Perspectives

Attentat-suicide de Manchester : le gouvernement britannique déploie l’armée

Mardi soir, le niveau d’alerte terroriste en Grande-Bretagne a été porté à « critique », son niveau le plus élevé. La Première ministre Theresa May a déclaré que de nouvelles attaques pourraient être imminentes à la suite de l’attentat-suicide lundi soir lors d’un concert d’Ariana Grande à la Manchester Arena.

Jusqu’à 5000 militaires sont déployés pour patrouiller dans les endroits clés. May a déclenché l’Operation Temperer, conçue en secret en 2015 sous le Premier ministre David Cameron lorsque May était ministre de l’Intérieur. Le dispositif fut par la suite divulgué à la presse.

Les élections générales du 8 juin se dérouleront maintenant sous la menace des armes.

L’attentat de Manchester est un crime horrible. Le poseur de bombe, Salman Ramadan Abedi, âgé de 22 ans, a chargé sa bombe de clous, d’écrous et de boulons pour infliger le carnage maximal sur ses victimes, tuant 22 personnes et en blessant près de 120 d’autres, certains gravement. Le fait que Grande ait un public principalement jeune a entraîné la mort de 12 enfants parmi les victimes, dont le plus jeune nommé jusqu’à présent, Saffie Rose Roussos, qui n’avait que huit ans.

Mais le chagrin et la colère engendrés par cet acte barbare rendent d’autant plus nécessaire de garder l’esprit critique face aux actions sans précédent engagées par le gouvernement. Comme tant de fois avant, ce dernier attentat terroriste sert à mettre en avant un programme politique de droite, ce qui soulève des questions quant au degré d’information préalable et même d’implication active de l’État.

Le nom d’Abedi a été rendu public mardi après-midi après des descentes de policiers armés, des évacuations et une explosion contrôlée dans son quartier de Fallowfield au sud de Manchester. Il a déjà été confirmé qu’il était connu des services de sécurité mais n’était pas censé être considéré comme une menace.

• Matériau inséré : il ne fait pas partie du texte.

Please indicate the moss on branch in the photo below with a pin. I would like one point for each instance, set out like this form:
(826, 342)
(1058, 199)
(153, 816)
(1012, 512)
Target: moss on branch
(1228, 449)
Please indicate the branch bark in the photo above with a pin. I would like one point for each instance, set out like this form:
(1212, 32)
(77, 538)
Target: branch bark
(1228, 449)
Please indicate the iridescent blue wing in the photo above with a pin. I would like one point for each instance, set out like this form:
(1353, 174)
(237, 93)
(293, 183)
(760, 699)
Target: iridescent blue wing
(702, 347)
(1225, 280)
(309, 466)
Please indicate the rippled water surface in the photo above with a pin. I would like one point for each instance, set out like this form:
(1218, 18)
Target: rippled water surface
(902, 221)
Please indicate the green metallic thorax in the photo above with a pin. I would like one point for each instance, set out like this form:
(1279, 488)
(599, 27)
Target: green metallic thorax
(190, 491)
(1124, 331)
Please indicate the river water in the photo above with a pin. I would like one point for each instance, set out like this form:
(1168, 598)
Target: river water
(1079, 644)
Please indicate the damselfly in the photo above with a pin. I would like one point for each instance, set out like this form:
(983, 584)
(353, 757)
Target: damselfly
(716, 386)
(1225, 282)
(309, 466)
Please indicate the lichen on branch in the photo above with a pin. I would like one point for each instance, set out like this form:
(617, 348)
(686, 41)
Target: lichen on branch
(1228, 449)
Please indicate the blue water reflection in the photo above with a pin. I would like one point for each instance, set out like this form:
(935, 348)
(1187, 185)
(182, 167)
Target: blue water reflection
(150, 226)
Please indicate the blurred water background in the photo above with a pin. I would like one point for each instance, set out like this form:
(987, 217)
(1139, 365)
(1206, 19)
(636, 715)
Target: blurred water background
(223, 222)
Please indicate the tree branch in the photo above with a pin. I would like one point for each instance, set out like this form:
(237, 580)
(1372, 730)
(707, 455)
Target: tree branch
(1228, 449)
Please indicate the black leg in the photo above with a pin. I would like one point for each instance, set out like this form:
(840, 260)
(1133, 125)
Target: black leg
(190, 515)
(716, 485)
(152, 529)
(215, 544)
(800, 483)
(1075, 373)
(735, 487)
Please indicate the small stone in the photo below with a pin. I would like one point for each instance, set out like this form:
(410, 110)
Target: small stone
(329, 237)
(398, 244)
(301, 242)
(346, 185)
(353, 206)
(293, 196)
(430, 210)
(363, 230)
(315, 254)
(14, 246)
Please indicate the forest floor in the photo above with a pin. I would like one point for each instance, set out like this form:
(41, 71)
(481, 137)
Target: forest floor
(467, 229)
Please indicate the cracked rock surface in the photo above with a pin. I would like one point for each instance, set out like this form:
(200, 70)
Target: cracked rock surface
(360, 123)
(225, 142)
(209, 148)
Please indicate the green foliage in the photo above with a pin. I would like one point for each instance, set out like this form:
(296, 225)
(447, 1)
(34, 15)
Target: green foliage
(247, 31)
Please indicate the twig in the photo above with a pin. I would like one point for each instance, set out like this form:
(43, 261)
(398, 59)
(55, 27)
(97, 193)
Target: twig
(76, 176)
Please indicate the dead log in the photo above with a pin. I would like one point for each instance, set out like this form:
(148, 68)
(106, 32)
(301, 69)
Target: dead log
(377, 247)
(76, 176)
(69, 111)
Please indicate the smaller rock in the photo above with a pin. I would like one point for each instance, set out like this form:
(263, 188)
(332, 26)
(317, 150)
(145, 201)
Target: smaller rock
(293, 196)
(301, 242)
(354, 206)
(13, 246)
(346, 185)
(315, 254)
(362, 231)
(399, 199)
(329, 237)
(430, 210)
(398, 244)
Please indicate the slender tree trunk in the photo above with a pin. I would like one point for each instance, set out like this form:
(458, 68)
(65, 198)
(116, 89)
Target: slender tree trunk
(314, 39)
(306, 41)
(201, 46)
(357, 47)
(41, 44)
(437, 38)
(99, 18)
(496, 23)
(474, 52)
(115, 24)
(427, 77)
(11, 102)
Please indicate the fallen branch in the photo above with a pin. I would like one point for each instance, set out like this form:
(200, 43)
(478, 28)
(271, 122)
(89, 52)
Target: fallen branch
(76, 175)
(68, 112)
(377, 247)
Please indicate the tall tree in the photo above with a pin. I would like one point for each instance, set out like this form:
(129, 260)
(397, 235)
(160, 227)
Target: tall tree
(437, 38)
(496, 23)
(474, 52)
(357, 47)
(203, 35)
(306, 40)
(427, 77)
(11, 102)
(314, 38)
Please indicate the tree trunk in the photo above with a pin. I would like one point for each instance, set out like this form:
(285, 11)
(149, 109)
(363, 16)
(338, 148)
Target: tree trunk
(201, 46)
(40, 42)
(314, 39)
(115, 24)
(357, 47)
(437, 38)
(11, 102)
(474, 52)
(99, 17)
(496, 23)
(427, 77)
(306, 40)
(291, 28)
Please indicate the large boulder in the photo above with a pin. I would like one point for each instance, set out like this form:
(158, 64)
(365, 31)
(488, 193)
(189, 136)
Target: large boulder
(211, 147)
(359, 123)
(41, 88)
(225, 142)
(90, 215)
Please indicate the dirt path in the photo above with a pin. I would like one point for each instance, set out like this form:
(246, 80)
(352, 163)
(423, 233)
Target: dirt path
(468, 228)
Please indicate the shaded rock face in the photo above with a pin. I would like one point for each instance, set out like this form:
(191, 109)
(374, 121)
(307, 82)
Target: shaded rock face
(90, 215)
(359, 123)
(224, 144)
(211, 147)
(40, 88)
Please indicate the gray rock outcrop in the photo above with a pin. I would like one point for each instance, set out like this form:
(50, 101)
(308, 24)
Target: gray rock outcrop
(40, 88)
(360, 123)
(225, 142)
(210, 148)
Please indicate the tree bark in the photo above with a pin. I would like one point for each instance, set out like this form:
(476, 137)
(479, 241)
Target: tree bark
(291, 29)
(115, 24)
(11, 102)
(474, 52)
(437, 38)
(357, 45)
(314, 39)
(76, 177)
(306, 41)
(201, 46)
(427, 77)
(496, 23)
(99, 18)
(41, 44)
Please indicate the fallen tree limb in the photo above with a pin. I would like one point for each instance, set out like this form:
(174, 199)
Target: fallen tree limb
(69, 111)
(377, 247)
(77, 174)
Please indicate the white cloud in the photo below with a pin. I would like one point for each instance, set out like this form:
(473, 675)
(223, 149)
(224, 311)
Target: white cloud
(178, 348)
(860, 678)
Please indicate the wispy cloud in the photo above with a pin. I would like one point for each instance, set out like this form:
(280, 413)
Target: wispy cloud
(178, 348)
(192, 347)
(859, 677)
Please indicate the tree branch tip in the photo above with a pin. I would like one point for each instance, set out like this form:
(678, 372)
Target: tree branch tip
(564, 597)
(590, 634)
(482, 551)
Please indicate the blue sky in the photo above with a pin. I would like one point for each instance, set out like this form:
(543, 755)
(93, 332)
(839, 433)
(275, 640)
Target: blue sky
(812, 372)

Ce type de réponse évasive, destiné à expliquer pourquoi rien n’aurait pu être fait pour empêcher la tragédie, n’a aucune crédibilité. La même excuse a été prodiguée dans de nombreux incidents précédents – dont le plus infâme était les attaques islamistes de novembre 2015 sur la salle de concert du Bataclan et d’autres sites à travers Paris qui ont tué 130 personnes. Par la suite, la presse a révélé des liens entre les terroristes de Paris et les auteurs des attentats-suicides de mars 2016 contre l’aéroport et le métro de Bruxelles, et le fait que ces auteurs étaient bien connus des services de sécurité.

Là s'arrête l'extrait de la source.